That Extra “S”—When HTTPS Pays Off

It shouldn’t take a massive data breach targeting one of the world’s largest credit reporting agencies to drive home the point that internet security is as critical as ever. But after the recent Equifax nightmare, more and more entities are examining their internal policies and web settings in order to avoid falling victim to a hack. Small- and mid-sized ecommerce merchants are not behemoth data aggregators, but even a single breach can spell disaster.

Virginia-based VeriSign, a key player in creating dual-layered security channels that make online interactions secure, was first up to bat. Working off of cryptographic patents, it went to work in 1995 developing digital authentication services to verify identities, bank numbers, and other data used to transact business online.

If nothing else, customers have become more tech-savvy and understand the markers of a secure site.
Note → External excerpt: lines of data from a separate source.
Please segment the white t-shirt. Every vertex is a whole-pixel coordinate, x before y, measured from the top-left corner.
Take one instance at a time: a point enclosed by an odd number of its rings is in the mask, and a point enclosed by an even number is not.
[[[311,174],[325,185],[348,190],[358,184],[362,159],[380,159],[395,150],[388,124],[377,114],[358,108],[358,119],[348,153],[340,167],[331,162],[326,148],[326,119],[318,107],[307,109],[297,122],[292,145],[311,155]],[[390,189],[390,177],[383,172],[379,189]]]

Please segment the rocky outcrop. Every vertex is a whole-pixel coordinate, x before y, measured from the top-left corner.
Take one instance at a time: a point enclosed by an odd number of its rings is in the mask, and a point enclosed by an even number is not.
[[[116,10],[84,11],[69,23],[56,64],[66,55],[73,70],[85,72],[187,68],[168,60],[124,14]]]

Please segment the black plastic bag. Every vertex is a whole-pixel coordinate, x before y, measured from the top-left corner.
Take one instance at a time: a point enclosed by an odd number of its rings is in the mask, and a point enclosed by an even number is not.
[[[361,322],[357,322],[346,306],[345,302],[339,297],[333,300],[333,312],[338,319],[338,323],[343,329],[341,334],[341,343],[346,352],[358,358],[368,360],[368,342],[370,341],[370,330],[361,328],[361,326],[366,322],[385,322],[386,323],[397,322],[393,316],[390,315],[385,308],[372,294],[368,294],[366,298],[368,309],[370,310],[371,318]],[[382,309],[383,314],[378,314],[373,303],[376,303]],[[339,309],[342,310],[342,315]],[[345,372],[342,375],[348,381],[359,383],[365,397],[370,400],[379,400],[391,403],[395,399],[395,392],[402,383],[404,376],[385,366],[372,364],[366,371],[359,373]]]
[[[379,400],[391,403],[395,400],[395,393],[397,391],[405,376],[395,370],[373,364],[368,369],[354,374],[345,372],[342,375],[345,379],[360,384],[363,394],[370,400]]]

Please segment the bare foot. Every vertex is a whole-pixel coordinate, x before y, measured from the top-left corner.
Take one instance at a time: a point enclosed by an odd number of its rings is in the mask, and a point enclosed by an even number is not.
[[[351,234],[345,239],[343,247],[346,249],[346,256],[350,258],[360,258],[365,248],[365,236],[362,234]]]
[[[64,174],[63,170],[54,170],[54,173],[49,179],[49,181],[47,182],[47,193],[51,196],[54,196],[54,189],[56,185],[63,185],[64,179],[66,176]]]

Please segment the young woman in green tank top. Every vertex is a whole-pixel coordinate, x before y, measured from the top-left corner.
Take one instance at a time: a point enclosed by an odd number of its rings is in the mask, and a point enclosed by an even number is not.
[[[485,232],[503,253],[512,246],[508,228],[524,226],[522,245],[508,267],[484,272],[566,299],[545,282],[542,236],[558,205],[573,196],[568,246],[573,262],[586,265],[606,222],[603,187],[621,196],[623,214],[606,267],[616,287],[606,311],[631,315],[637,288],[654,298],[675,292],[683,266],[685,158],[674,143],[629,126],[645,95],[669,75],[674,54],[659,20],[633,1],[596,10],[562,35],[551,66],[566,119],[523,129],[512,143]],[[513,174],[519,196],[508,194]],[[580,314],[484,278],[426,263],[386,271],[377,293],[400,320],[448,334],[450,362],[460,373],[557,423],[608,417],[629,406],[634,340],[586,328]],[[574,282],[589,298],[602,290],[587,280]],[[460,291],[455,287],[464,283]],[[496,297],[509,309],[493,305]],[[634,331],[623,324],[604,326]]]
The entry of HTTP (Hypertext Transfer Protocol) to replace or precede the www in address bars was the first step in demonstrating secure traffic. As technology advanced, an “s” was added, resulting in HTTPS, or HTTP plus Security.

How important is it?

Even though most customers aren’t aware that their financial transactions and credit card data is not administered at site level, merely seeing that designation can lead to increased confidence. But is that enough of a reason to convert? On balance, experts say yes.

Swedish internet security watchdog Detectify surveyed ecommerce entities in that country, and determined that fully 60 percent do not direct traffic to HTTPS portals by default. This could be a legitimate security risk. Compromised sites lead to stolen bank card numbers and other identification markers, which is a genuine public relations nightmare.

In 2017, Google is now prioritizing its directed hits to sites using HTTPS security. That’s a huge consideration for anyone who has focused on SEO (search engine optimization) and other ways to rank high in search engine activity. 

And while that be a big factor in deciding whether to migrate to HTTPS, there are considerations you may not know about. The shift interferes in certain site code that runs your operation over the internet. Like any other technical change, it requires attention to details and knowledge, preparation, and an ability to prioritize.


Help is on the way

Luckily, entities in the know are several steps ahead of you, and are happy to share their expertise. Search Engine Watch lays out a comprehensive, easy-to-understand list of steps to take if you decide to hop on the HTTPS train. They include acquiring certificates and updating settings, among other things.

And for further information on how to ensure that traffic to your site defaults to an HTTPS protocol, this primer from DreamHost helps wrap up your project.
​
Even if you invest more time than you think you have in making the switch, a move to more secure internet operations can only be a net positive. Familiarizing yourself with evolving security technology will surely allow you to feel more comfortable with new developments down the road. But perhaps the most important benefit in real time is a grateful clientele who spots the HTTPS designation in your web address, and instantly understands your commitment to making their shopping experience secure. That could be worth everything.